The statement on Tricare's website, however, said the tapes contained information on patients visiting San Antonio military hospitals and clinics or had tests analyzed here from 1992 through Sept. 7. The San Antonio Military Medical Center, formerly BAMC, was apparently unaware of the breach.
The tapes held data on people living throughout Tricare's southern region, which includes Alabama, Arkansas, Florida, Georgia, Louisiana, Mississippi, Oklahoma, South Carolina, Tennessee and Texas with the exception of El Paso.
The data “include, but are not limited to names, Social Security numbers, addresses, diagnoses, treatment information, provider names, provider locations and other patient” information, the two-page statement said. Clinical notes, lab tests and prescription information also may be on the tapes.
Guidry didn't say how the backup tapes were lost. He said the breach “consisted of the loss of storage media, not an electronic breach. There was a loss of magnetic storage media.”

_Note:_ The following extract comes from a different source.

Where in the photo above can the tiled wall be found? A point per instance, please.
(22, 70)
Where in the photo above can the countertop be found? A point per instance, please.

SAIC did not issue a news release about the data breach on its website. One corner of the SAIC home page, though, said an “Incident Response Call Center” had been created for Tricare patients. The firm's brief statement did not use the word breach, instead describing it as a “reported loss of back-up computer tapes containing personally identifiable and protected health information” for Tricare patients.
Guidry said his company “was the custodian of the data when the breach occurred,” and that it was reported to the San Antonio Police Department when discovered Sept. 14.
He said “there was no indication whatsoever” that the data had been used for some illegal purpose and didn't think that was likely. The statement on Tricare's website said it and the company were working to identify beneficiaries whose information may have been involved in the breach.
The release advised the beneficiaries to monitor their credit and seek a free fraud alert for 90 days using a Federal Trade Commission website. Beneficiaries also can call the SAIC Incident Response Call Center from 8 a.m. to 5 p.m. at (855) 366-0140.
SAIC has had data breaches in the past, but Guidry said there was no evidence of similar problems occurring in other parts of his company.
He declined to explain why the breach wasn't revealed sooner, but the statement on Tricare's website said officials waited to make the incident public because “we did not want to raise undue alarm in our beneficiaries and so wanted to determine the degree of risk this data loss represented before making notifications.”